Polar chart by Florence Nightingale, 1858, If the death count in each month is subdivided by cause of death, it is possible to make multiple comparisons on one diagram
Comparing multiple data layers
Hexbin maps can be layered with other visual elements or time-based data to show changes or comparisons across consistent spatial units.
Types of Hexbin Visualizations
1. Standard Hexbin Density Plot
This is the most common type, where the data space is divided into regular hexagonal bins. Each hexagon’s colour or size represents the count of data points within it. This plot is highly effective for visualizing distributions and clusters in large datasets.
2. Hexbin Heatmap
A variation of the standard hexbin plot, this uses a colour gradient (heatmap) to show density intensity visually. Darker or warmer colours indicate areas with higher data concentrations, helping quickly identify hotspots and patterns.
3. Hexbin Choropleth Map
In this type, hexagons replace irregular geographic regions (like states or districts), providing uniform shapes that help reduce bias from varying area sizes. The color of each hexagon encodes a numeric variable, enabling fairer spatial density visualization.

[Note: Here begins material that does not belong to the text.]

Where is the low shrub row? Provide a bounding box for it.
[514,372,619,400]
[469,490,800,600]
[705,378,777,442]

4. 3D Hexbin Visualization
This advanced variant uses hexagons with height or extrusion to represent quantity, adding a third dimension to the density plot. It enhances perception of magnitude differences across hexagonal bins, commonly used in geospatial and statistical analysis.
5. Interactive Hexbin Maps
These allow zooming and filtering of hexbin data layers, often implemented in web visualizations. They combine hexbin density representation with user interactivity for detailed exploration of spatial data.
When Not to Use Hexbins?
When preserving individual data points is essential
Hexbin visualization aggregates points into hexagonal bins, so precise location or value of individual data points is lost. For small datasets or when each data point matters, scatterplots or raw data views are better.
For audiences unfamiliar with the concept
Hexbin maps can be complex and less intuitive than simple heatmaps or bar charts, requiring explanation for non-technical viewers.
When data is sparse or evenly distributed
If data points are few or uniformly spread, hexbin visualizations offer little added insight and may appear uniformly colored, obscuring patterns.
When precise spatial boundaries matter
Hexbin maps divide space into uniform hexagons, which can mask fine geographic boundaries important in detailed spatial analysis.
When display space is limited
Hexagons may leave unused gaps in rectangular display areas, limiting efficient space use compared to rectangular binning or other chart types.